Back in America, she was President of the Detroit Classical Association, Secretary of the Antiquities at the Detroit Institute of the Arts, and Regional Representative for the Classical Association of the Middle West and South, from which she received an ovatio in 1988. In 2006 she received a Merita Award from the American Classical League. At Wayne State she was given a Distinguished Alumni Award in 1985 and in 1993 she moved to the Department of Interdependency. In 2003 she founded the Society of Active Retirees (SOAR) to help retirees take classes at the university.

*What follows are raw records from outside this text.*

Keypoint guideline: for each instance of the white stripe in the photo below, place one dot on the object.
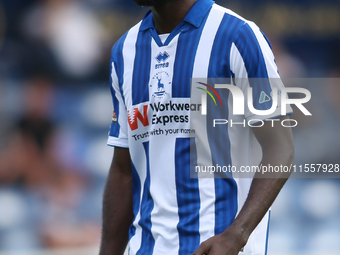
(164, 216)
(139, 156)
(206, 185)
(129, 54)
(122, 116)
(266, 52)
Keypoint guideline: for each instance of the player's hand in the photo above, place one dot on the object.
(230, 242)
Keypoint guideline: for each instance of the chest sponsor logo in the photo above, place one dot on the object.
(162, 58)
(135, 115)
(159, 83)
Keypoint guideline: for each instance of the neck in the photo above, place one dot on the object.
(170, 14)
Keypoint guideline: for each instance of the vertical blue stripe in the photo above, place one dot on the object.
(136, 193)
(185, 57)
(225, 185)
(148, 241)
(265, 252)
(219, 67)
(141, 69)
(187, 197)
(250, 50)
(118, 63)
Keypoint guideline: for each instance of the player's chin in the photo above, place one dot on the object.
(146, 2)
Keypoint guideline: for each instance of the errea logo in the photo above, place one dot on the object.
(162, 57)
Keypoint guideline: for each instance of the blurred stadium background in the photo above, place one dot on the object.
(55, 109)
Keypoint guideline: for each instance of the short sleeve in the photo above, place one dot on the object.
(253, 65)
(118, 135)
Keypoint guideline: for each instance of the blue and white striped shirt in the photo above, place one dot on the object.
(151, 87)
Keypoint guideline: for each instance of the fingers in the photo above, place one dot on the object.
(202, 249)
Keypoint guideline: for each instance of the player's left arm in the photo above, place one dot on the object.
(278, 149)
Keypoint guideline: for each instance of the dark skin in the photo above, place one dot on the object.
(277, 147)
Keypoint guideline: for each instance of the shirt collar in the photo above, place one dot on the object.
(195, 16)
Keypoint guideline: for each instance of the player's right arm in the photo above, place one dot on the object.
(117, 205)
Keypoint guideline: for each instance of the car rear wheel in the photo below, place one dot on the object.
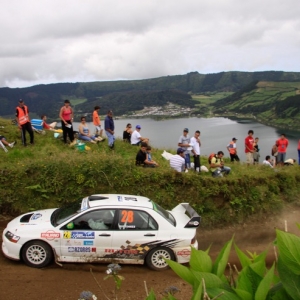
(37, 254)
(155, 260)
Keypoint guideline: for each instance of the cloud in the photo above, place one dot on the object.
(68, 41)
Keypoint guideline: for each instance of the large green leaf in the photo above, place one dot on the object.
(290, 281)
(211, 280)
(259, 267)
(243, 282)
(264, 286)
(222, 259)
(261, 257)
(198, 292)
(182, 271)
(289, 250)
(244, 259)
(243, 294)
(200, 261)
(227, 295)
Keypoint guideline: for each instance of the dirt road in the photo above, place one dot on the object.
(18, 281)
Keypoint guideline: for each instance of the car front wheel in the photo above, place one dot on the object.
(37, 254)
(155, 260)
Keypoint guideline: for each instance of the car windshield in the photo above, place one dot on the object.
(64, 213)
(168, 216)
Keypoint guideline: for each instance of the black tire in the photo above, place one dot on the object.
(37, 254)
(155, 258)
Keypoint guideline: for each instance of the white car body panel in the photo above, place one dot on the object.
(118, 245)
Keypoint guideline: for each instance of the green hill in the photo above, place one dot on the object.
(274, 103)
(124, 96)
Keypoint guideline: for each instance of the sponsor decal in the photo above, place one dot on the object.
(35, 216)
(50, 235)
(122, 251)
(79, 249)
(12, 237)
(184, 253)
(130, 198)
(79, 235)
(73, 243)
(88, 243)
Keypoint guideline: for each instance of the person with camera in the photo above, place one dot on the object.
(217, 167)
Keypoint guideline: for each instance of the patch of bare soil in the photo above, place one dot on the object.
(18, 281)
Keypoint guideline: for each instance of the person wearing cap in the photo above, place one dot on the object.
(136, 138)
(196, 144)
(177, 161)
(249, 147)
(109, 127)
(23, 121)
(183, 143)
(217, 167)
(141, 157)
(66, 116)
(231, 147)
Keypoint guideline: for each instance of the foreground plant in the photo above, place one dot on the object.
(254, 282)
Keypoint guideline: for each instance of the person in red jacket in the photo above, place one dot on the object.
(24, 124)
(282, 144)
(249, 147)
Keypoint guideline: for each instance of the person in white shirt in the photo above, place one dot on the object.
(177, 161)
(136, 138)
(268, 161)
(196, 144)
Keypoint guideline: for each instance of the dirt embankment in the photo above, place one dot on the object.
(18, 281)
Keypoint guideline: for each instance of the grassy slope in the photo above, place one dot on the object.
(261, 103)
(50, 174)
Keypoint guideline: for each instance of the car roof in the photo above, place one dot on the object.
(116, 200)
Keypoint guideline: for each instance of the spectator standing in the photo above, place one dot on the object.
(177, 161)
(232, 149)
(136, 138)
(268, 161)
(282, 144)
(196, 144)
(84, 133)
(217, 167)
(299, 152)
(66, 115)
(256, 154)
(274, 153)
(24, 124)
(97, 121)
(249, 147)
(183, 143)
(109, 127)
(48, 126)
(141, 157)
(127, 133)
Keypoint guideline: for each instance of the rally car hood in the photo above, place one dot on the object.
(39, 217)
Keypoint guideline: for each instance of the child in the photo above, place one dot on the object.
(149, 156)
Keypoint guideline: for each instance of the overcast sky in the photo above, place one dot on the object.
(95, 40)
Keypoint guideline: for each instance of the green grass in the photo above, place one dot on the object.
(50, 174)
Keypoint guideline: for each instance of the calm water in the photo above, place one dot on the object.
(216, 133)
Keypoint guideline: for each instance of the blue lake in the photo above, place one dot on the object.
(216, 133)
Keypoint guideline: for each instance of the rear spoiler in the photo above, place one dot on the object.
(195, 218)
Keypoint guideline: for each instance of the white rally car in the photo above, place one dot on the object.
(104, 228)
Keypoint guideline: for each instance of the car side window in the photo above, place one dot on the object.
(94, 220)
(135, 220)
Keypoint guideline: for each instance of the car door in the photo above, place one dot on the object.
(88, 235)
(136, 232)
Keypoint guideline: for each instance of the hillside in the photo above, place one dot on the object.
(274, 103)
(124, 96)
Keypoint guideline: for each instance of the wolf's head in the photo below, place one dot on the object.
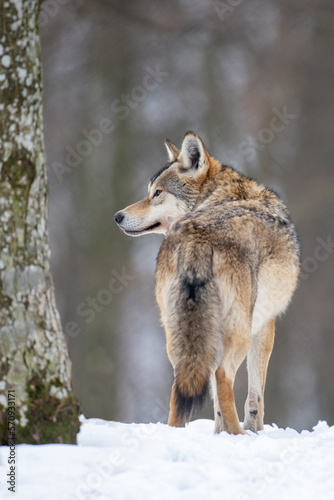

Her husband Bernard, who taught art history at Wayne State for 40 years, shared her interest in ancient archaeology and at the time of his death in 2006 he had gathered and annotated the letters of Susan M. Hopkins who, with her husband Clark, comprised half of the original team of archaeologists excavating the site of this Roman outpost in western Asia founded by Greeks in 300 BCE. The site had lain buried until just after World War I and was first excavated between 1928 and 1935. After Bernard’s death Norma completed the manuscript and added 200 illustrations of the site and the archaeologists. My Dura-Europos: The Letters of Susan M. Hopkins 1927-1935, was published in September 2011. Norma Goldman died at the age of 89 on 1 October 2011 in Fountain Hills, Arizona after a yearlong battle with cancer. T. Corey Brennan, Mellon Professor at the Academy said of her passing, “This insistence for seeing antiquity and the modern age as a continuum, and the gift for bringing out the similarities as well as the differences between the Classical and the modern, is just one of the many things for which we all always miss Norma."